While Nagler wasn’t aware that feral pigs had been spotted in British Columbia, he has followed the larger issue — pointing to the widespread damage caused by rogue rooters in the American South.
The USDA estimates that wild swine are responsible for $1.5 billion in expenses nationwide each year related to direct damage to crops and livestock, as well as control efforts. According to the Daily Inter Lake, quoting Dale Nolte, who directs the USDA’s National Feral Swine Program, that number could rise to $2.5 billion if their numbers and range grow unabated.
In an effort to slow the destruction, USDA in June announced $75 million in funding for swine eradication and control efforts focused on the southern states. Idaho isn’t on the agency’s radar, primarily because the Gem State has already dealt once before with a breakout of wild swine in the southern part of the state about 10 years ago, when wild pigs were released in the Bruneau Valley area southeast of Boise. Hunting and trapping eliminated that population, leading USDA to consider Idaho pig-free.
Keeping it that way is of primary concern to invasive species experts like Nagler, who specializes in issues related to northern pike. Though still awaiting official university approval, Nagler said he is helping establish a new research center at UI specifically focused on the study of invasive species.
“We’re hoping to do the whole range,” he said, listing everything from rangeland plants like cheatgrass to insect pests destroying forests and crops to animals such as fish and, yes, potentially hogs.
“Here you’ve got a pretty large mammal that we may have to turn our attention to,” he said. “We’ll be looking for new problems in the Pacific Northwest, and there will be no other center like this in the region.”
In the meantime, wildlife managers on both sides of the border ask anyone who sees a pig in the bush to report it to the appropriate authorities.
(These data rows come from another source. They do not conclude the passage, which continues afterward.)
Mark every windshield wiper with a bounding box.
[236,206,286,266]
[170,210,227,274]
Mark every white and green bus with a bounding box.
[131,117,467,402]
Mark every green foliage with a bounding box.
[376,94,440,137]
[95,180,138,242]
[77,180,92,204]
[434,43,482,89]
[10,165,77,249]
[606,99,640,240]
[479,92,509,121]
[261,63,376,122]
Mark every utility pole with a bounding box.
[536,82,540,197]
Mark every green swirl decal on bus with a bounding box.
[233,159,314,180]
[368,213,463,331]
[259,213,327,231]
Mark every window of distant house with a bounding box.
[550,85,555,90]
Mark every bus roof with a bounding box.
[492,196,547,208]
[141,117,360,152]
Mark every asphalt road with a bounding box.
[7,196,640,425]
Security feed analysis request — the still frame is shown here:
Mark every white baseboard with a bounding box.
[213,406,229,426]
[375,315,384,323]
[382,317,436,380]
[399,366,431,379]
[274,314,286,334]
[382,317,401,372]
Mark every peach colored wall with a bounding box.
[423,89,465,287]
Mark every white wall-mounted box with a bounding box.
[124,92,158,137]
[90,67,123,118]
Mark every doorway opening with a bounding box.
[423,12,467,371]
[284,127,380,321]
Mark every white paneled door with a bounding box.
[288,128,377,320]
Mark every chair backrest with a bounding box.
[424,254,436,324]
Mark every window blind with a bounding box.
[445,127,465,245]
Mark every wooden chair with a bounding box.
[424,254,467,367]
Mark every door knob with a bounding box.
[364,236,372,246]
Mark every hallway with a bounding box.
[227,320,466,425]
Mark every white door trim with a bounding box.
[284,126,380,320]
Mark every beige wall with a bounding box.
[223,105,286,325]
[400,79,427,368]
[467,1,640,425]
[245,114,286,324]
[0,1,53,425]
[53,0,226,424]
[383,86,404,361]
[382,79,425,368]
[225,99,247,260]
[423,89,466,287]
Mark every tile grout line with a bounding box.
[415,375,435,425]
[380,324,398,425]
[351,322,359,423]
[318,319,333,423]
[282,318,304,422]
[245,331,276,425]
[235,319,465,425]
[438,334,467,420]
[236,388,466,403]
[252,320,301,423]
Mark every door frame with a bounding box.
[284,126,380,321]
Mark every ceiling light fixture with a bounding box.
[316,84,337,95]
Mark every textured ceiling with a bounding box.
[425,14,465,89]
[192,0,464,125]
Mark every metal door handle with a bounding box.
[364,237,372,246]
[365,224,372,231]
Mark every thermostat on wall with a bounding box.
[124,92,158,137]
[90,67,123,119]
In B.C., where there is no official feral swine monitoring program, those who encounter the animals are encouraged to report sightings to the Report All Poachers and Polluters line at 1-877-952-7277. In Idaho, contact either the Idaho Department of Ag of IDFG Panhandle Regional Office in Coeur d’Alene, which can then relay time, date and location information to Ag.
Ultimately — as with any invasive species — it’s all about early detection.
“The big thing with invasives is you need to jump on them early, because once they get going…,” said Nagler, trailing off. “That’s the thing with the zebra mussel, they let it go too late and now it’s a huge problem.”